German sociologist (1945–2024)

Helmut Willke (30 May 1945 – 15 January 2024) was a German sociologist who studied the effect of globalization on modern society. He coined the term Atopia to denote a society that exists without borders, with no national identity. He was professor at Zeppelin University in Friedrichshafen, Germany.
Helmut Willke has been teaching planning and decision theory since 1983 in the Bielefeld University's department of sociology, and state theory and global governance since 2002. He also held visiting professorships in Washington, D.C., Geneva and Vienna.

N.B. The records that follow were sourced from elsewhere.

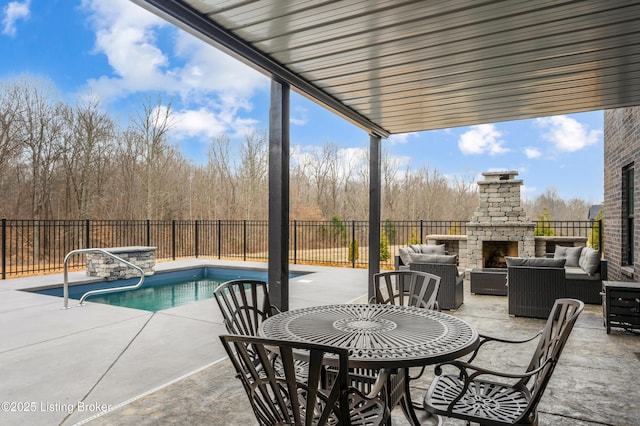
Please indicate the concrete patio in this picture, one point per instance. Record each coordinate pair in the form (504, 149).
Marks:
(114, 366)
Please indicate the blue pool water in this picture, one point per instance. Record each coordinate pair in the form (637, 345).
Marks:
(163, 290)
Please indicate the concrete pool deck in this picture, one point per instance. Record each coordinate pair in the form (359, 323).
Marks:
(53, 361)
(168, 367)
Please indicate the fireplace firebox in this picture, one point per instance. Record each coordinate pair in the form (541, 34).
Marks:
(494, 253)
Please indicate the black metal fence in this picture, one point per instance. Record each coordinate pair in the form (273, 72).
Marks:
(40, 246)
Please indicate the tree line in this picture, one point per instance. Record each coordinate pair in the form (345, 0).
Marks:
(61, 160)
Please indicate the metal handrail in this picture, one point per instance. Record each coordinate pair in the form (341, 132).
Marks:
(102, 290)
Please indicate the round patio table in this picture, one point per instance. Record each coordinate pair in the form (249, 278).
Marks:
(380, 336)
(377, 335)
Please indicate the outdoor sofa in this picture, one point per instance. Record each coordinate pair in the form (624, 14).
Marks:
(435, 260)
(534, 283)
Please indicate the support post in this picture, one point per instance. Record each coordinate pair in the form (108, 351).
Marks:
(374, 209)
(279, 195)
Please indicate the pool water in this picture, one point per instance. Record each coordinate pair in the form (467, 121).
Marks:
(164, 290)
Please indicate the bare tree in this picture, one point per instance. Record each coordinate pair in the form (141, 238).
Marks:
(253, 176)
(41, 137)
(88, 151)
(151, 127)
(10, 118)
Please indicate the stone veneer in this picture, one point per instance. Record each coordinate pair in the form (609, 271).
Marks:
(499, 217)
(100, 265)
(621, 150)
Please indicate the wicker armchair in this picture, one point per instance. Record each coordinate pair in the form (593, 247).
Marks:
(532, 290)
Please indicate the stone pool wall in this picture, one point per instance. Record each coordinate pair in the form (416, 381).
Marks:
(101, 265)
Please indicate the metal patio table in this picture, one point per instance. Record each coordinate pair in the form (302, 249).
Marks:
(379, 336)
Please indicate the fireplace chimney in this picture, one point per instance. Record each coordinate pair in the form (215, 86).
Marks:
(499, 220)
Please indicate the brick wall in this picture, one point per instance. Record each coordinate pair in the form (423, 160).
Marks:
(621, 149)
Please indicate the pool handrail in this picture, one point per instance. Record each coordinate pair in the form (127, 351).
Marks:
(65, 288)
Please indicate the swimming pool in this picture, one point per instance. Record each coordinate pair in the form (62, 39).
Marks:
(164, 290)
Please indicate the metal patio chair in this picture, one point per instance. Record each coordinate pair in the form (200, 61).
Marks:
(406, 288)
(463, 394)
(244, 305)
(280, 397)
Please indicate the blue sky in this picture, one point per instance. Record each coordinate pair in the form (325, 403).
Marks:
(123, 54)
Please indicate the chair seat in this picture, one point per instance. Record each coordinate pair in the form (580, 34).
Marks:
(494, 402)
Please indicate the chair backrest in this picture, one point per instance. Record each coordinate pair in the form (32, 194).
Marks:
(244, 305)
(281, 396)
(560, 322)
(406, 288)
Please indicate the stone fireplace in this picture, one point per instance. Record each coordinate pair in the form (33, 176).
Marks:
(499, 226)
(494, 253)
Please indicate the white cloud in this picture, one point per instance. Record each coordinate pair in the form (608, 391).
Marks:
(147, 54)
(13, 12)
(528, 193)
(401, 138)
(567, 134)
(532, 152)
(299, 116)
(484, 138)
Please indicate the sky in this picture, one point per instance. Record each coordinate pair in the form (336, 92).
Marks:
(123, 55)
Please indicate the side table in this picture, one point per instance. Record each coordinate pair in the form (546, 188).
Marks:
(621, 304)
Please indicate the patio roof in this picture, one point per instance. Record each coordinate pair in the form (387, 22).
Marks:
(402, 66)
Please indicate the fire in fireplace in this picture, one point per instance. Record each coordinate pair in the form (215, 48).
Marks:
(494, 253)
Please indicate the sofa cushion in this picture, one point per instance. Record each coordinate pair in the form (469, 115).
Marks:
(432, 249)
(433, 258)
(539, 262)
(405, 255)
(589, 260)
(572, 254)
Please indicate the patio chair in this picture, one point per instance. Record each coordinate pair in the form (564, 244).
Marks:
(464, 395)
(244, 305)
(406, 288)
(280, 397)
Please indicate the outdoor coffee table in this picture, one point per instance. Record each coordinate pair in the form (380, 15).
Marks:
(379, 336)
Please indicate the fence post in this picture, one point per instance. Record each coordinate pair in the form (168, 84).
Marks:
(219, 238)
(4, 248)
(196, 237)
(173, 239)
(600, 236)
(295, 241)
(87, 235)
(353, 244)
(244, 240)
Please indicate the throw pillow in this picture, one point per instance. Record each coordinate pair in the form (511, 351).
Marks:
(515, 261)
(589, 260)
(433, 258)
(432, 249)
(572, 254)
(543, 262)
(538, 262)
(405, 255)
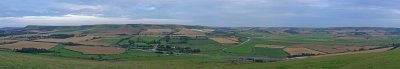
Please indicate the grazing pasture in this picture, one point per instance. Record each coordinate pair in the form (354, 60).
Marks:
(268, 46)
(26, 44)
(224, 40)
(96, 50)
(300, 51)
(189, 32)
(156, 32)
(73, 39)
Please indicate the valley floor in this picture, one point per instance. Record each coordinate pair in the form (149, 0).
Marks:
(382, 60)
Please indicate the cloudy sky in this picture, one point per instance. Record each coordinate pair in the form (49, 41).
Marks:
(253, 13)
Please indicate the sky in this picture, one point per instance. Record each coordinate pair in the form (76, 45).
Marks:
(222, 13)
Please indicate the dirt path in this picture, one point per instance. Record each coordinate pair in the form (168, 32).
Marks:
(358, 52)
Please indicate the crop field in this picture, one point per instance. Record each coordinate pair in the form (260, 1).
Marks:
(188, 32)
(90, 43)
(224, 40)
(96, 50)
(26, 44)
(300, 51)
(108, 41)
(269, 46)
(155, 31)
(270, 52)
(73, 39)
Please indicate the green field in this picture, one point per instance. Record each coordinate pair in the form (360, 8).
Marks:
(111, 41)
(271, 52)
(384, 60)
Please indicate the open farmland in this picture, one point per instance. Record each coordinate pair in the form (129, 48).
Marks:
(73, 39)
(224, 40)
(156, 32)
(96, 50)
(268, 46)
(26, 44)
(300, 51)
(89, 43)
(189, 32)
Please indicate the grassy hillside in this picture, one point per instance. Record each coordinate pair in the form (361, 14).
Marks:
(385, 60)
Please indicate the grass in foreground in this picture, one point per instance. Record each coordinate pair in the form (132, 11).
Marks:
(383, 60)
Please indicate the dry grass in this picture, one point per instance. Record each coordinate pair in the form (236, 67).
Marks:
(96, 50)
(26, 44)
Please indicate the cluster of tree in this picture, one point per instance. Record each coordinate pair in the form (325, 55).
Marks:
(61, 36)
(33, 50)
(172, 49)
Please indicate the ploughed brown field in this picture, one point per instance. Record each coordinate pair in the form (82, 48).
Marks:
(224, 40)
(96, 50)
(73, 39)
(268, 46)
(300, 51)
(26, 44)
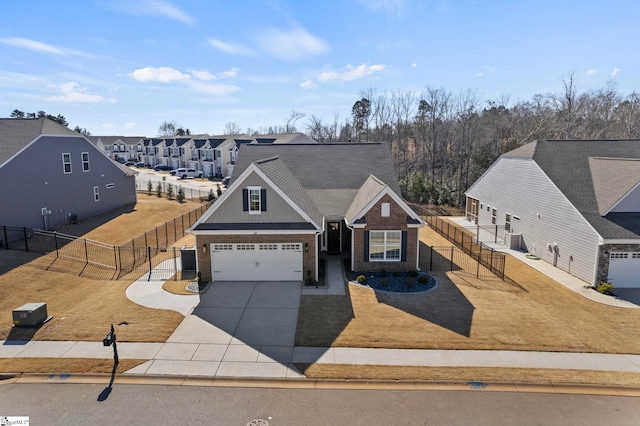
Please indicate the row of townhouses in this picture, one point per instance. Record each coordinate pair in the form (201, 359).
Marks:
(213, 155)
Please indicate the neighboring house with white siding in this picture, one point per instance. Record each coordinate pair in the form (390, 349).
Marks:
(575, 204)
(51, 174)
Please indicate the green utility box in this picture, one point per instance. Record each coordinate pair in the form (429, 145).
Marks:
(30, 314)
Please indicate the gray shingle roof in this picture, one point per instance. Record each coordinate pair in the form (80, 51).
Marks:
(281, 176)
(16, 133)
(567, 164)
(331, 174)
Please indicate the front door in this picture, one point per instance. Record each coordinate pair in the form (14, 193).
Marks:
(333, 238)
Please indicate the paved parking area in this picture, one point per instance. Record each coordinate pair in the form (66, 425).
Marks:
(240, 329)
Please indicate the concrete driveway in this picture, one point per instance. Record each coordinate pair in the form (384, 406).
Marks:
(239, 329)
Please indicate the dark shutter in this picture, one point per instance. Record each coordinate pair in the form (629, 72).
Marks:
(403, 249)
(263, 200)
(245, 200)
(365, 246)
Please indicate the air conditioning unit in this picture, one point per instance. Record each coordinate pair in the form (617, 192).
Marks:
(30, 314)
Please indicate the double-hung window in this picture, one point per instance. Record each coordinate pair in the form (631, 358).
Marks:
(385, 245)
(254, 200)
(85, 161)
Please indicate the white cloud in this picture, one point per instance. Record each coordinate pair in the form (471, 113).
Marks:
(203, 75)
(308, 84)
(350, 73)
(291, 45)
(229, 74)
(36, 46)
(389, 6)
(72, 92)
(161, 74)
(161, 8)
(216, 89)
(231, 49)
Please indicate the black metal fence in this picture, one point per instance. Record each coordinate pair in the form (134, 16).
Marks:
(148, 253)
(467, 242)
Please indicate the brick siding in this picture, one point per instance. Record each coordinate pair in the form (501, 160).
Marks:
(397, 221)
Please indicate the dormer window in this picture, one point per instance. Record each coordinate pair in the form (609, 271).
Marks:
(254, 199)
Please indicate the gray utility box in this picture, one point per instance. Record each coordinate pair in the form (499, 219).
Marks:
(30, 314)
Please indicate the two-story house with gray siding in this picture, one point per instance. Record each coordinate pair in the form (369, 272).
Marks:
(574, 204)
(51, 174)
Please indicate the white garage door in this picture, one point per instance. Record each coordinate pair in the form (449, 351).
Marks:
(624, 269)
(256, 262)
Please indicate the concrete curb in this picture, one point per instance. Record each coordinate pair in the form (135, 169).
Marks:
(327, 384)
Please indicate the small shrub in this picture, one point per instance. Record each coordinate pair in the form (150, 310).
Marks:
(603, 287)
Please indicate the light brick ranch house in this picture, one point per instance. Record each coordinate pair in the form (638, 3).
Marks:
(288, 203)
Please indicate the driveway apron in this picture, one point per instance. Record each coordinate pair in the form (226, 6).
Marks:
(239, 329)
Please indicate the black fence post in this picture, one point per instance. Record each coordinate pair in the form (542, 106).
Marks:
(431, 259)
(452, 252)
(150, 266)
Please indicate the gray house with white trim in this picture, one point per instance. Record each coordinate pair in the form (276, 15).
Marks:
(288, 203)
(50, 174)
(574, 204)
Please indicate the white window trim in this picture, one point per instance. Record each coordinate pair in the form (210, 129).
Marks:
(64, 163)
(255, 188)
(83, 162)
(384, 252)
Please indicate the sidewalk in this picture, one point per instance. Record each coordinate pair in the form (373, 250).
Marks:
(210, 360)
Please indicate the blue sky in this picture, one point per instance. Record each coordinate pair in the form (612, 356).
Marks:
(122, 67)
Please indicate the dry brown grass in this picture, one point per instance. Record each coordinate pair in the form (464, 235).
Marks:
(83, 308)
(534, 314)
(66, 365)
(465, 375)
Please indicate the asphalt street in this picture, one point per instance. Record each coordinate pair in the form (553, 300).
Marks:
(95, 404)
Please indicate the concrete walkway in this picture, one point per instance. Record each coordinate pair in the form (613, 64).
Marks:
(212, 360)
(569, 281)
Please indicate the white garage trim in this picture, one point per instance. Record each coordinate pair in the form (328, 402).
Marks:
(256, 262)
(624, 269)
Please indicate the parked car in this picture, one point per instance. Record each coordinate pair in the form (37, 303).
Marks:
(184, 173)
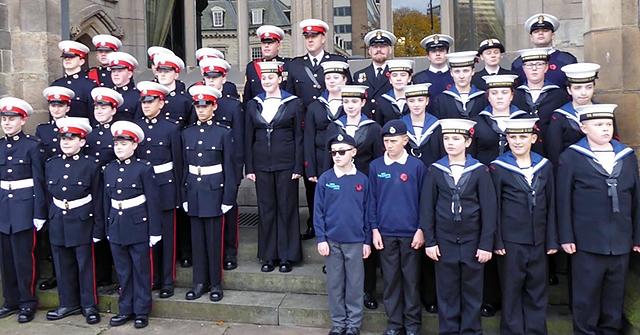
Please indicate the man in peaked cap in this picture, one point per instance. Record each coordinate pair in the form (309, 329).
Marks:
(74, 56)
(271, 38)
(541, 28)
(105, 44)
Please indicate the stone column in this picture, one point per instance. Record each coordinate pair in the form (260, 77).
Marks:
(29, 52)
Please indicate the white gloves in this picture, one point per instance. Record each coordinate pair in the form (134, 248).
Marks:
(38, 223)
(153, 240)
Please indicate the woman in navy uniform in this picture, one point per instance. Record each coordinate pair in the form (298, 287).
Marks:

His main areas of interest and praxis are in systems theory, state theory, global governance and global regime building; organizational development, systems dynamics and systems guidance; and knowledge management (introduction, instruments, strategies). He participated in Social Trends Institute's Experts Meeting "Family Policies in the Western Countries". Willke was born in Tailfingen on 30 May 1945, and died in Cologne on 15 January 2024, at the age of 78.

==Works==
- Systemtheorie I. Eine Einführung in die Grundprobleme. 7th Edition, Stuttgart 2004 (UTB)
- Systemtheorie II: Interventionstheorie. 3rd Edition, Stuttgart 1999 (UTB)
- Systemtheorie III: Steuerungstheorie. 3rd Edition, Stuttgart 1995 (UTB)
- Ironie des Staates, Frankfurt 1992 (Suhrkamp)
- Supervision des Staates, Frankfurt 1997 (Suhrkamp)
- Systemisches Wissensmanagement, Stuttgart 1998 (UTB)
- Atopia – Studien zur atopischen Gesellschaft, Suhrkamp, 2001
- Dystopia, Frankfurt 2002 (Suhrkamp)
- Heterotopia, Frankfurt 2003 (Suhrkamp).